How to reproduce it?: nnictl create --config config.yml -p 10090

rockcor avatar Aug 04 '22 09:08 rockcor

Please print os.environ['CUDA_VISIBLE_DEVICES'] to log and tell us its value.

liuzhe-lz avatar Aug 05 '22 08:08 liuzhe-lz

Thank you for reply! I can see os.environ['CUDA_VISIBLE_DEVICES'] equals to 0 in stdout of the first trial, no matter before or after model.eval(). I set the keyword at the start of my main.py. Trail 2 did't start so there is no log for it.

rockcor avatar Aug 06 '22 15:08 rockcor

I notice placementConstraint: { type: 'None', gpus: [] } in the log, is that ok? BTW, downgrade nni to 2.2 and it can run continuously with TPE tuner.

rockcor avatar Aug 06 '22 15:08 rockcor

you can use

exp_config.trial_gpu_number = 1
exp_config.training_service.use_active_gpu = True

to set gpu, and then nni will automatic chose gpu.

Is there any code to config gpu manually in your main.py?

Louis-J avatar Oct 10 '22 08:10 Louis-J

hi @rockcor Could you follow @Louis-J suggestion and provide some other information? Thanks!

Lijiaoa avatar Oct 12 '22 01:10 Lijiaoa

I meet the same error. And I try the setting as @Louis-J metioned but it couldn't solve the problem.

Even more, I try to set trial_gpu_number as 9 and set the trial_concurrency as 1, the problem still exists.

XuHwang avatar Oct 31 '22 17:10 XuHwang

@AngusHuang17 pip install nni==2.5 may solve the problem

rockcor avatar Nov 11 '22 04:11 rockcor

you can use

exp_config.trial_gpu_number = 1
exp_config.training_service.use_active_gpu = True

to set gpu, and then nni will automatic chose gpu.

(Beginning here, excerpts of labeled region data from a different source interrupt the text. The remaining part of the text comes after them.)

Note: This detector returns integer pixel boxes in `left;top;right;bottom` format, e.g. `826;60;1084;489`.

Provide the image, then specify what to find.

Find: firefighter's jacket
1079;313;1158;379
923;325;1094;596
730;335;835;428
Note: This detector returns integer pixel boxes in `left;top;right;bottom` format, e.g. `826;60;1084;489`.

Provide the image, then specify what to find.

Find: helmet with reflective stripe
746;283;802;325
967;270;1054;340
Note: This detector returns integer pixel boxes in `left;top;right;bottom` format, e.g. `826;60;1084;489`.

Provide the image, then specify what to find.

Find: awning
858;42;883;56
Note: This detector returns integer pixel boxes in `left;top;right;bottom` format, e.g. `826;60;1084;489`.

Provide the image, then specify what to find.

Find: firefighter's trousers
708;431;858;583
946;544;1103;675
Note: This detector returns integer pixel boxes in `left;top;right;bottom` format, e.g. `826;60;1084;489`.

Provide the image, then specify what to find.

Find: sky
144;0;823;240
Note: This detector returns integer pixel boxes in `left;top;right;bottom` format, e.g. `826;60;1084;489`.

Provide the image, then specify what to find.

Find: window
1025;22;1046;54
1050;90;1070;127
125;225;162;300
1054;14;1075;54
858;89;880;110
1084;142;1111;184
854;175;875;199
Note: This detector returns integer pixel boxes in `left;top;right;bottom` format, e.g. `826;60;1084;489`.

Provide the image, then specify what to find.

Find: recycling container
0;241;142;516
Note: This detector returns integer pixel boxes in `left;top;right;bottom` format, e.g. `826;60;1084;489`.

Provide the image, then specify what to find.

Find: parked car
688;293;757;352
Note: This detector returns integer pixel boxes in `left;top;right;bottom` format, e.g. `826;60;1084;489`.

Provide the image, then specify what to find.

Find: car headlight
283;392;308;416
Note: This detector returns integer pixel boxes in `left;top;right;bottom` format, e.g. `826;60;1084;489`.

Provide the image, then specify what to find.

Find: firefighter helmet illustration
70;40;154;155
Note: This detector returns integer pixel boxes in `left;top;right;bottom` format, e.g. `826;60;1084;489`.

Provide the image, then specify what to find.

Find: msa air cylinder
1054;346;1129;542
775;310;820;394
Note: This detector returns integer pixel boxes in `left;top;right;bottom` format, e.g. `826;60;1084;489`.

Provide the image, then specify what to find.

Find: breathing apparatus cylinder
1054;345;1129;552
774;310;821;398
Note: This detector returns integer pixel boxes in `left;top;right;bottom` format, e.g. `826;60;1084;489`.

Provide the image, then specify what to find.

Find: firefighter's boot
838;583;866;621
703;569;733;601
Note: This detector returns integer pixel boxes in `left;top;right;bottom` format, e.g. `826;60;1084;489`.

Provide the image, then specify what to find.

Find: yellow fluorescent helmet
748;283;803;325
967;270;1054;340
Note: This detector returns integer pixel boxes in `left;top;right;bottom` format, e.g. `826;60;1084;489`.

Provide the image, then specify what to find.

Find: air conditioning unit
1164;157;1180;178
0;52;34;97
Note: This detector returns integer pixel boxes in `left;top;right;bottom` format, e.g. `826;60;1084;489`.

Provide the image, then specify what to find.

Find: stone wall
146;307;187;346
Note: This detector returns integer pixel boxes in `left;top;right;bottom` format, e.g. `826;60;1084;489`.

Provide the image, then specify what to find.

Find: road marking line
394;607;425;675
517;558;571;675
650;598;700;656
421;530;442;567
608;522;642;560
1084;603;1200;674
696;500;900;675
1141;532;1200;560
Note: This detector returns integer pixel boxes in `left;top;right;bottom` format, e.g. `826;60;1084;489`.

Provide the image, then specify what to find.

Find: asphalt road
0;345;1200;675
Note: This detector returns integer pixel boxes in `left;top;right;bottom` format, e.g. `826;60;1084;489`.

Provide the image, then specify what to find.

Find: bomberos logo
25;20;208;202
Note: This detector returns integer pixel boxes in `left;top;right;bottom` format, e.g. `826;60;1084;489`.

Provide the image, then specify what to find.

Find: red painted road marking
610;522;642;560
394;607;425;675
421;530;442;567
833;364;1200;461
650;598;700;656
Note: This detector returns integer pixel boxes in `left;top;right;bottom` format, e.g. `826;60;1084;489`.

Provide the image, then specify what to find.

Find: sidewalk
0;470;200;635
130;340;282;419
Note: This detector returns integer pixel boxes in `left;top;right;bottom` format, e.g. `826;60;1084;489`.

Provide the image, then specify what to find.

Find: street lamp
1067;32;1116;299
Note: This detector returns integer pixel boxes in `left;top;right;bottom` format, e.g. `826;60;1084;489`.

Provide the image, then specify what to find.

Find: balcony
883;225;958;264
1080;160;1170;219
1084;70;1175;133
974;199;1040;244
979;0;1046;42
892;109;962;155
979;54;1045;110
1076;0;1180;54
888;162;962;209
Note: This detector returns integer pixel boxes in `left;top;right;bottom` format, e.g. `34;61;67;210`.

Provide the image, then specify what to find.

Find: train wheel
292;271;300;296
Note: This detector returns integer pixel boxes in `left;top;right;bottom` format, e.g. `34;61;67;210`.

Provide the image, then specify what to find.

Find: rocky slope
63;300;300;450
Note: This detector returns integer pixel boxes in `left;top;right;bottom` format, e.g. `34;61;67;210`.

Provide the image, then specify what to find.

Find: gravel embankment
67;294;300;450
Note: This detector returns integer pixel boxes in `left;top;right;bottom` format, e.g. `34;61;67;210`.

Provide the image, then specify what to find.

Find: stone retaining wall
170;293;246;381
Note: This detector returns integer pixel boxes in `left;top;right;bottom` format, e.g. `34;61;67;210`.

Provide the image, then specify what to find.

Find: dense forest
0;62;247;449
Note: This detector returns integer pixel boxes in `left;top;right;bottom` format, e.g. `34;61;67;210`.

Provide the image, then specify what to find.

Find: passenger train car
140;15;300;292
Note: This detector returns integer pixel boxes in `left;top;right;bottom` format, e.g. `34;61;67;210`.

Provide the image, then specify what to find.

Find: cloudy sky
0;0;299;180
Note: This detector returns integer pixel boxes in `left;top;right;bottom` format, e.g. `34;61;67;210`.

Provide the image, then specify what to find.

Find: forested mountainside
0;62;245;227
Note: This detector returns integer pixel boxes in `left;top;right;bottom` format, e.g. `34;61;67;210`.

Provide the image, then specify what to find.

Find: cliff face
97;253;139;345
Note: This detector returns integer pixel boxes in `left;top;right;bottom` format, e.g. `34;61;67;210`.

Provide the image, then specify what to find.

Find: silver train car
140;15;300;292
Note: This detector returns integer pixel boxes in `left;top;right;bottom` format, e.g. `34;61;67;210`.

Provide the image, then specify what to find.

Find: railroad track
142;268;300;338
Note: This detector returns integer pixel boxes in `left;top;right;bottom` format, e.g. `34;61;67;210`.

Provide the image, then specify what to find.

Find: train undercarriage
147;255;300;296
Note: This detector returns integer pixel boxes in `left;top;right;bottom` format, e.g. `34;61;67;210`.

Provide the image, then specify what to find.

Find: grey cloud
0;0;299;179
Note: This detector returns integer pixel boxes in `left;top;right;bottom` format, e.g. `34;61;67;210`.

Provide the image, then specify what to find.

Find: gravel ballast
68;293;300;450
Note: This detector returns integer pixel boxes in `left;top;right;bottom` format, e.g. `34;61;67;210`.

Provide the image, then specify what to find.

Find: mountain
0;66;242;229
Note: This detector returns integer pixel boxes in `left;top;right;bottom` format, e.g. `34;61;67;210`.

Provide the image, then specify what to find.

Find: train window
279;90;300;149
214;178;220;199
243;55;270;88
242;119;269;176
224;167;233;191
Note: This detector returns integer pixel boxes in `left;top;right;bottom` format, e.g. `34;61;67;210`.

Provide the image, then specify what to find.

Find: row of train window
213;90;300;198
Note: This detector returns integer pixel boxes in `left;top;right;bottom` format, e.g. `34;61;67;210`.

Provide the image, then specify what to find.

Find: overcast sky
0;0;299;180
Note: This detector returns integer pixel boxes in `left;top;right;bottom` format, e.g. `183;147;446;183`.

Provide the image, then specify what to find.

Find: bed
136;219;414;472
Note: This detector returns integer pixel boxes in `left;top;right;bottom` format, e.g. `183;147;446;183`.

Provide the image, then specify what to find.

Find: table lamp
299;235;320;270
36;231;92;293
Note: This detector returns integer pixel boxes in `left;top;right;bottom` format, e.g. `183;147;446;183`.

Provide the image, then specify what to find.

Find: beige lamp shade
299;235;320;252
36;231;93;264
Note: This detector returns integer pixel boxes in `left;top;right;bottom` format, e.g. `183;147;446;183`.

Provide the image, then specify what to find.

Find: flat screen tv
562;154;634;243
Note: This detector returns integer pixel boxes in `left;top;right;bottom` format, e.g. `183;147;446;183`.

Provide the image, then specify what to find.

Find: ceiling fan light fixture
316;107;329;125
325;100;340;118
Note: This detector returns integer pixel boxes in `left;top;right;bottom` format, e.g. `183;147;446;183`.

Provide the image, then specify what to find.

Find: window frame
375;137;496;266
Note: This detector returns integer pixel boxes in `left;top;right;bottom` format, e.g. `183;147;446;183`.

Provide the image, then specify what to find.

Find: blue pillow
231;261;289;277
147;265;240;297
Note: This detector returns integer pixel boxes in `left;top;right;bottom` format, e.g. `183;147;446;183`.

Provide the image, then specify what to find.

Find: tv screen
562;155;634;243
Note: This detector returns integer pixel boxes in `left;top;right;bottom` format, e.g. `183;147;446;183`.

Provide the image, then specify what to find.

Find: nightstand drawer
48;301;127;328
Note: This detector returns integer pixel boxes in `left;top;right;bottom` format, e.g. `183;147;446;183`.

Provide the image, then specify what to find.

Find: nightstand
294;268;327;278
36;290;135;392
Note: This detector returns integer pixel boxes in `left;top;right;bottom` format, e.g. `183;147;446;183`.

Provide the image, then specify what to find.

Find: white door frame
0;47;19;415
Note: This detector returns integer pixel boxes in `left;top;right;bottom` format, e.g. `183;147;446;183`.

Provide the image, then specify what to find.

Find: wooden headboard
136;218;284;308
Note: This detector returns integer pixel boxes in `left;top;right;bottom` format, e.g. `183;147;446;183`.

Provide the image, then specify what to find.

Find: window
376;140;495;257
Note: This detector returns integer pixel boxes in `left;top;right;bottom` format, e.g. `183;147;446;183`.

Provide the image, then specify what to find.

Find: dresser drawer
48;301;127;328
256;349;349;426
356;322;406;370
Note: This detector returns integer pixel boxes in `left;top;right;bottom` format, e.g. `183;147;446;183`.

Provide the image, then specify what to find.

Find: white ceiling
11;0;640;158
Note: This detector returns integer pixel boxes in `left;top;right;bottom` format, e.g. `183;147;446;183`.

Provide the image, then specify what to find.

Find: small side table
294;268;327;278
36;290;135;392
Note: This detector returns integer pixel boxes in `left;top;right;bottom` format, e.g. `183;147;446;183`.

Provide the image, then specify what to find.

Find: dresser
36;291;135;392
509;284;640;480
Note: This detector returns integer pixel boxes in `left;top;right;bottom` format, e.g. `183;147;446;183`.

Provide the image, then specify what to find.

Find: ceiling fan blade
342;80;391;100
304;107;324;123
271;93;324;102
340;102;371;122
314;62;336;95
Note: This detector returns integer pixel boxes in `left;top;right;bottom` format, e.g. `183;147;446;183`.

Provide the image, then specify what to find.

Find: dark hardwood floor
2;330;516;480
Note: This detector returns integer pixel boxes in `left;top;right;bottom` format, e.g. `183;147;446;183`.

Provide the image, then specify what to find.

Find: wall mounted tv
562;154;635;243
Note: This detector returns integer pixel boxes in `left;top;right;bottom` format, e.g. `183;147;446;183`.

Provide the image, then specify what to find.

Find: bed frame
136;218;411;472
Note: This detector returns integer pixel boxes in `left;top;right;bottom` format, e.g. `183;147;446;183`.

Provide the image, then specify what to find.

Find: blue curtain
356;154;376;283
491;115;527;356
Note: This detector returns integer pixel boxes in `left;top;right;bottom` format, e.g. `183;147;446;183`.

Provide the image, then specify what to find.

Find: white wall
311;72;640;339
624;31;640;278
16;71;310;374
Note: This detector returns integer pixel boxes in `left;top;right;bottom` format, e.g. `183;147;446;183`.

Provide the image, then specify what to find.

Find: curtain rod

Is there any code to config gpu manually in your main.py?

you mean run with nni python api? why command line tool fails

rockcor avatar Nov 11 '22 04:11 rockcor

GPU scheduler is somehow broken currently. We will solve it in 3.0 release.

liuzhe-lz avatar Nov 11 '22 08:11 liuzhe-lz

GPU scheduler is somehow broken currently. We will solve it in 3.0 release. got it. thanks for your contribution

rockcor avatar Nov 11 '22 08:11 rockcor

This bug still happens in 3.0

AnsonAiTRAY avatar Dec 07 '23 16:12 AnsonAiTRAY